ZA is a good program - for programs of its class. I recommend it, though I use a much more sphisticated multi-level hardware/software system for my home LAN. Using it makes you at least 1-2 orders of magnitude more secure than not using a software firewall.
“Stealthing” (failing to respond on ports unless you originate the transaction) is great -I’d say it should be mandatory- but it won’t truly make you ‘invisible’. A script-kiddie running a packet sniffer on your local LAN segment of your cable broadband (to name just one example) would still detect you from the packets you originate (which must of course be return-addressed to you, of necessity, or they would do no good at all) Packet sniffing is barely harder than most script-kiddy hacks (the only added issue is getting around the cable modem, which is easy, if you own your own) and can yield other benefits to a larcenous cracker - like any unencrypted passwords, credit card numbers, or confidential/titillating info you happen to send (and not all so-called ‘secure’ transactions like https are properly implemented. I could cite page after page of incidents where banks and tores screwed up in ways that would not be immediately apparent via most web-browsers.

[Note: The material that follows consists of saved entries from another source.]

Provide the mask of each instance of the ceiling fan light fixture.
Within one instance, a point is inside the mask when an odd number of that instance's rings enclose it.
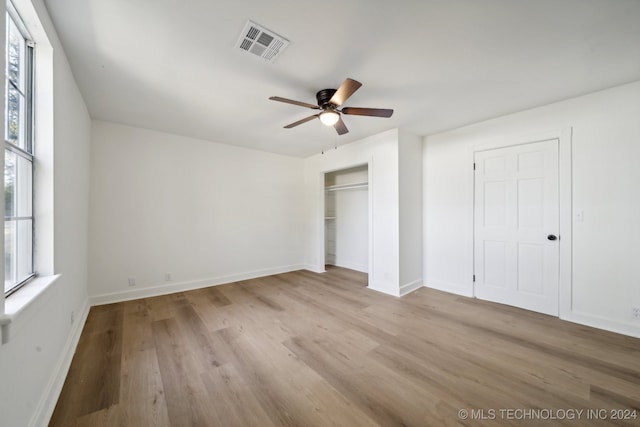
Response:
[[[340,114],[336,113],[335,111],[328,110],[320,113],[320,121],[322,122],[323,125],[326,125],[326,126],[335,125],[339,119],[340,119]]]

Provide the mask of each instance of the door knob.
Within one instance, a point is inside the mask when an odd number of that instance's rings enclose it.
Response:
[[[547,239],[548,240],[558,240],[558,236],[556,236],[555,234],[549,234],[547,236]]]

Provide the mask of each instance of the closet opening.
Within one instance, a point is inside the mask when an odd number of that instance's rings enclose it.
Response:
[[[324,174],[324,264],[369,273],[369,166]]]

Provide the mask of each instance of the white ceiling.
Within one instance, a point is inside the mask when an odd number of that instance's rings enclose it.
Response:
[[[293,156],[400,127],[428,135],[640,80],[638,0],[45,0],[94,119]],[[235,48],[247,20],[291,44]],[[337,136],[315,103],[351,77]]]

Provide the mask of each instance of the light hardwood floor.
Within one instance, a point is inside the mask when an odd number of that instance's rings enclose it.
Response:
[[[50,423],[557,424],[640,425],[640,340],[336,267],[92,308]]]

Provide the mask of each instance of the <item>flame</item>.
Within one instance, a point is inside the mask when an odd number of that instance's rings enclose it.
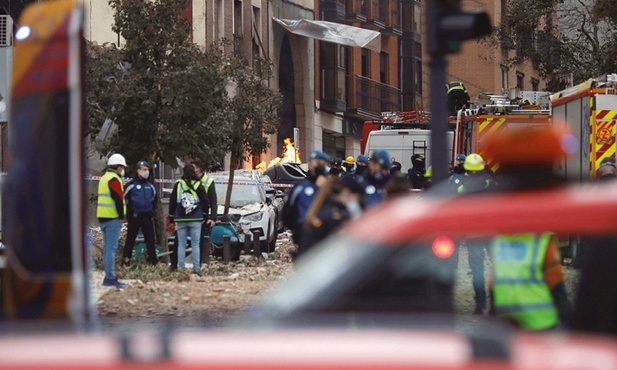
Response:
[[[270,168],[279,163],[286,163],[286,162],[302,163],[302,161],[300,160],[300,151],[297,150],[296,147],[294,146],[294,143],[291,142],[291,138],[286,138],[285,140],[283,140],[283,143],[285,144],[283,155],[281,155],[280,157],[274,158],[269,163],[266,163],[266,161],[262,161],[260,164],[255,166],[255,169],[260,170],[261,172],[264,172],[267,168]]]

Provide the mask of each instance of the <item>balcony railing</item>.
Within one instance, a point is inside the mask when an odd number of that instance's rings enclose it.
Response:
[[[363,76],[353,76],[352,81],[355,102],[348,102],[348,113],[371,119],[379,118],[381,112],[401,110],[399,89]]]
[[[345,69],[340,67],[323,68],[321,70],[321,109],[328,112],[344,112]]]

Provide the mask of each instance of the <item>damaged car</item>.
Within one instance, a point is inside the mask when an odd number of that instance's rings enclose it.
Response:
[[[229,186],[229,173],[218,172],[210,175],[216,186],[218,198],[217,213],[225,213],[225,198]],[[231,187],[229,217],[238,225],[240,243],[246,235],[259,236],[260,250],[273,252],[278,236],[278,212],[271,197],[266,195],[265,185],[254,176],[236,173]]]

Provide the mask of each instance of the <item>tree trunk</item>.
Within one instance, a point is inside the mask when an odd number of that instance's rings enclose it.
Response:
[[[231,163],[229,164],[229,182],[227,183],[227,193],[225,194],[225,211],[224,214],[229,214],[229,203],[231,203],[231,188],[234,182],[234,175],[239,159],[235,155],[231,155]]]
[[[156,236],[156,244],[159,245],[163,251],[167,251],[167,228],[165,227],[165,210],[163,210],[163,203],[161,198],[158,198],[156,205],[154,206],[154,233]],[[169,255],[165,256],[165,262],[169,262]]]

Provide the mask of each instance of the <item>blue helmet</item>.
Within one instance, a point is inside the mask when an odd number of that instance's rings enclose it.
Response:
[[[356,163],[368,164],[368,157],[365,155],[359,155],[358,158],[356,158]]]
[[[323,159],[326,162],[330,162],[330,156],[320,150],[313,150],[309,155],[309,159]]]
[[[392,158],[385,149],[377,149],[371,156],[371,160],[379,163],[384,170],[389,170],[392,167]]]
[[[465,154],[462,154],[462,153],[461,153],[461,154],[457,154],[457,155],[456,155],[456,160],[457,160],[457,161],[464,161],[464,160],[465,160],[465,158],[467,158],[467,156],[466,156]]]
[[[139,161],[139,162],[137,162],[137,167],[141,167],[141,166],[145,166],[145,167],[150,168],[150,164],[148,162],[146,162],[146,161]]]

Basically, no security is absolute, and the more complex methods have a diminishing return that I wouldn’t recommend to most people - 99.9% secure is several times harder than 99%. On the other hand, don’t forget that the good crackers are using computers - and usng them well. The same automation that makes computers useful to you makes it useful to the cracker who’s willing to try 10,000 computers in the hope of finding a door into a handful. Remember the wardialing modem programs of the late 70’s/early 80’s?
The key is: usually it’s much more worth their while to grab many dozens of easy systems (tehre is no shortage) than a single slightly better protected one. Try to keep yourself in the top 10% (i.e. don’t be one of the 90% of people who are idiots) and they’ll probably move to easier prey. It’s the same principle as preventing car theft: you can’re really deter the expert, so make it easier to move on to the next guy
And this is a good point that people often overlook. While I use PGP and encryption and firewalls and the works for everything possible myself, I also hold no illusions that I’m “safe” from anyone who really wants the information. If the government, the “Mafia”, or a well-funded psychopathic “cracker” thinks there’s something on my PC really worth having, they’ll just “disappear” me, and then torture me until I reveal the password.
I have a 3 computer LAN in my little office. I have a proxy server on the hub computer through which the other two computers are connected. I have ZoneAlarm installed on the hub - do I need to install it on the client machines too?
Absolute non-geek here - I’m not even sure whether what I’ve just typed makes sense or not!